A Natureza Clama e Resiste em Manter a Vida Através das Mulheres e suas Posições

Lutas anti-extrativistas, alternativas e transições do ambientalismo popular

"...a firmeza crítica das mulheres nas lutas anti-extrativistas. As suas sensibilidades e posições proporcionam uma abordagem anti-colonial e anti-patriarcal que questiona fundamentalmente a violência que o extrativismo acarreta nos territórios e entre as pessoas. Colocam no centro dos processos políticos de re-existência a necessidade de recuperar e cuidar dos vínculos rompidos com a natureza e nas comunidades..."
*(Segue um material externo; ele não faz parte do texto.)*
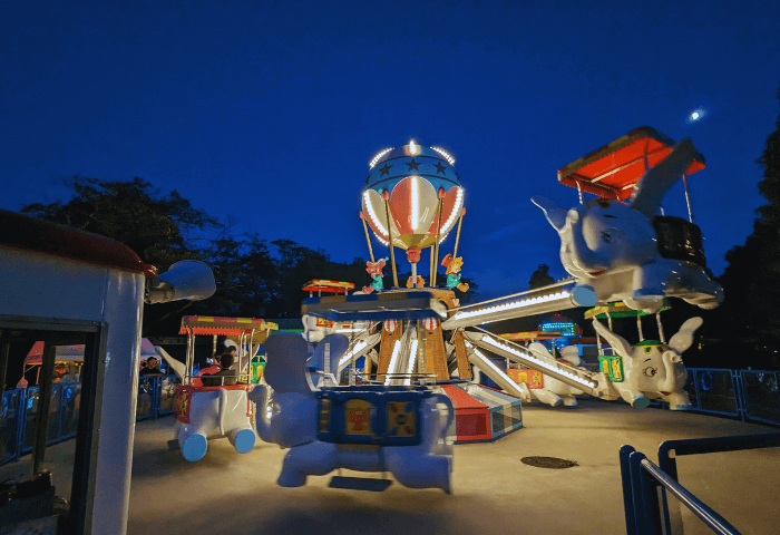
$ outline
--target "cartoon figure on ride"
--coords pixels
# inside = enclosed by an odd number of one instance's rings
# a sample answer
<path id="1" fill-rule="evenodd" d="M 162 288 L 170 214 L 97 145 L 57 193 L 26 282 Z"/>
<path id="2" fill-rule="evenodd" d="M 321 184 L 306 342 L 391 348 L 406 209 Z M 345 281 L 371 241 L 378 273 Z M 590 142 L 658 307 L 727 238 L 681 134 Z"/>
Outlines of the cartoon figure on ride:
<path id="1" fill-rule="evenodd" d="M 691 401 L 683 390 L 688 370 L 681 356 L 693 343 L 693 334 L 702 323 L 701 318 L 685 321 L 669 344 L 643 340 L 632 347 L 594 318 L 593 327 L 615 353 L 602 359 L 602 372 L 610 377 L 612 388 L 632 407 L 647 407 L 651 399 L 657 399 L 669 402 L 672 410 L 689 409 Z"/>
<path id="2" fill-rule="evenodd" d="M 543 197 L 532 202 L 558 232 L 566 271 L 599 302 L 655 312 L 664 296 L 677 296 L 713 309 L 723 290 L 704 271 L 701 231 L 690 205 L 689 221 L 657 215 L 664 194 L 681 177 L 688 200 L 685 175 L 703 167 L 690 139 L 675 145 L 652 128 L 637 128 L 558 172 L 559 182 L 579 189 L 579 206 L 566 211 Z M 583 191 L 598 198 L 582 204 Z"/>
<path id="3" fill-rule="evenodd" d="M 181 447 L 185 459 L 201 460 L 208 449 L 208 440 L 216 438 L 227 438 L 240 454 L 252 450 L 255 432 L 250 419 L 253 410 L 248 393 L 254 385 L 245 371 L 251 357 L 260 348 L 260 343 L 252 344 L 257 341 L 255 331 L 267 337 L 274 328 L 277 328 L 275 323 L 259 319 L 185 315 L 179 332 L 187 334 L 186 363 L 182 364 L 164 349 L 157 348 L 183 382 L 176 388 L 177 421 L 172 442 Z M 230 363 L 223 359 L 222 371 L 194 377 L 196 334 L 240 337 L 240 354 L 233 364 L 235 369 L 230 369 Z M 244 349 L 245 342 L 250 346 L 248 350 Z"/>
<path id="4" fill-rule="evenodd" d="M 260 438 L 291 448 L 279 485 L 300 487 L 309 475 L 348 468 L 390 471 L 407 487 L 449 494 L 455 420 L 449 398 L 425 386 L 316 388 L 310 364 L 338 360 L 348 346 L 343 334 L 329 334 L 309 359 L 300 335 L 276 334 L 265 344 L 267 386 L 257 386 L 250 399 L 257 406 Z M 334 477 L 331 486 L 337 479 L 358 478 Z"/>
<path id="5" fill-rule="evenodd" d="M 528 346 L 528 350 L 539 360 L 550 363 L 555 362 L 555 358 L 549 353 L 543 343 L 534 342 Z M 566 362 L 569 366 L 578 366 L 579 357 L 577 356 L 577 348 L 564 348 L 564 351 L 565 350 L 568 350 L 564 353 L 564 359 Z M 577 399 L 575 396 L 584 393 L 578 388 L 566 385 L 559 379 L 549 377 L 533 369 L 508 369 L 507 374 L 513 377 L 513 379 L 515 379 L 520 386 L 520 390 L 524 393 L 524 397 L 521 398 L 523 401 L 537 400 L 553 407 L 558 407 L 560 405 L 564 405 L 565 407 L 575 407 L 577 405 Z"/>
A crise climática não é a crise dos “combustíveis fósseis”. É a expressão da crise terminal de um modelo civilizacional fundado na predação extrativista dos fluxos hidro-energéticos que fazem da Terra um planeta vivo

Se o extrativismo é um regime de poder sobre o tecido da vida, o que buscamos é uma mudança em todo o sistema de vida, nas formas de entender a riqueza, o território, a energia e os processos vitais. É um grande passo em direção a outro paradigma epistêmico e político: recriar nossos modos de ser e estar na Terra e com a Mãe Terra

Se a espécie humana tem possibilidades para o futuro, essas possibilidades, essa esperança é colocada na medida em que um comunalismo cooperativo pode superar a lógica do individualismo competitivo. Não precisamos apenas deixar o óleo (petróleo) no chão. Precisamos ser movidos pela maravilhosa complexidade da vida na Terra, na Terra e com a Terra; corpos encientes e conscientes em uma grande comunidade de comunidades co-viventes

por Horacio Machado Aráoz no desInformemonos e Biodiversidad América Latina – Sociedade e Complexidade da Vida na Terra

Imagem no site desInformemonos

Transições disputadas Pelas Lutas Anti-extrativistas

Nos últimos anos, a partir das cúpulas do poder mundial, o discurso da “transição energética” consolidou-se como um novo conglomerado ideológico, tecnológico e político que abre caminho para uma nova ofensiva extrativista no Sul Global. Sob a retórica da des-fossilização, o objetivo é legitimar a intensificação da velha matriz colonial de trocas ecológicas desiguais. Longe de ser uma “preocupação climática”, esta “transição energética” vinda de cima ignora as verdadeiras raízes da crise climática e a real dimensão dos seus efeitos. Seu interesse se concentra nas taxas de rentabilidade.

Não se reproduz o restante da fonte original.